The film was panned by critics and received overwhelmingly negative reviews, representing Smith's worst rated film by critics to date. Review aggregator Rotten Tomatoes labeled the film "rotten", reporting that only 19% of critics nationwide have given the film a positive review based on 154 reviews, with an average score of 3.8/10. Critical consensus is: "Cop Out is a cliched buddy action/comedy that suffers from stale gags, slack pacing and textbook editing". Review aggregate Metacritic gave the film an average score of 31 out of 100 based on 34 reviews. Some critics praised the Will Ferrell and Mark Wahlberg film The Other Guys, released the same year, as the best comedy police film of the year against the critically panned Cop Out, with Richard Roeper stating, "Note to Kevin Smith: THIS is how you do a spoof of the buddy-cop genre," and Stephen Whitty of The Star-Ledger said in his mixed review, "Measured against this year’s other police farce – remember Cop Out? – it looks absolutely heroic."
On an episode of WTF with Marc Maron airing on January 17, 2011, Kevin Smith discussed his disappointment with working with Bruce Willis. He stated that one of the reasons that he agreed to direct the film was because he wanted to work with Willis, but that Willis "wouldn't even sit for a fucking poster shoot" and that "were it not for Tracy [Morgan], I might have either killed myself, or someone else in the making of Cop Out." A source close to the project reported terrible conflicts on set between Smith and Bruce Willis, "[Smith] smokes way too much pot," a talent representative with a connection to the project said. "He sat behind his monitor. He didn't interact with the actors. The actors felt they were on their own." Smith defended his use of marijuana while working, claiming "I dealt with every actor who wanted to be dealt with on that set" and pointed to the number of projects he worked on while making Cop Out to counter claims he was unproductive because of marijuana. Smith admitted in an interview that heavy pot-smoking had become an integral part of his work ethic after claiming that he watched actor Seth Rogen on the set of Zack and Miri Make a Porno use marijuana as a tool to become a more creative and productive worker, saying "The moment I start smoking, I start working. ... That way, no one could ever take it away from you." Smith would later discuss his experience directing Cop Out at length in his 2012 book, Tough Shit: Life Advice from a Fat, Lazy Slob Who Did Good.

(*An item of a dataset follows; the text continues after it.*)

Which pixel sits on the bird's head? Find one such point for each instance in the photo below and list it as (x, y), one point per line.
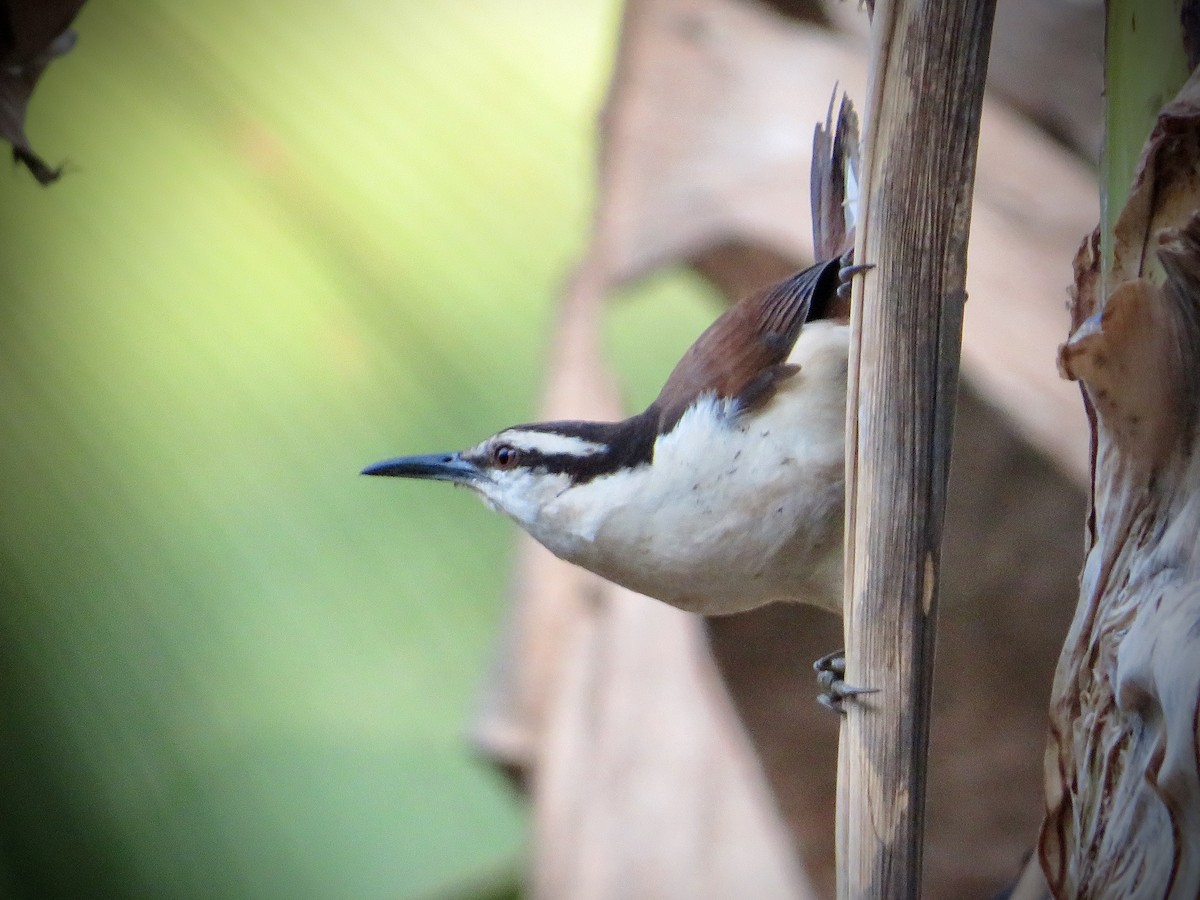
(521, 471)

|“||Kevin Smith thinks critics should have had to pay to see "Cop Out." But Kev, then they would REALLY have hated it.||”|
In response to the critical drubbing the film received, Kevin Smith lashed out at the community of film critics on his Twitter account saying, "Writing a nasty review for Cop Out is akin to bullying a retarded kid. All you've done is make fun of something that wasn't doing you any harm and wanted only to give some cats some fun laughs." Smith also implied on Twitter that he may charge critics for advance screenings of his films, a service which has typically been provided free; this subsequently ignited a strong response from some critics condemning his stance as "dishonest" and "disingenuous".
- "COP OUT rated 15 by the BBFC". Bbfc.co.uk. Retrieved 2010-09-28.
- Fritz, Ben (February 25, 2010). "Movie Projector: 'The Crazies' could drive 'Cop Out' mad". Los Angeles Times (Tribune Company). Retrieved April 2, 2010.
Cop Out cost Warner $37 million to make, setting its bar for success higher.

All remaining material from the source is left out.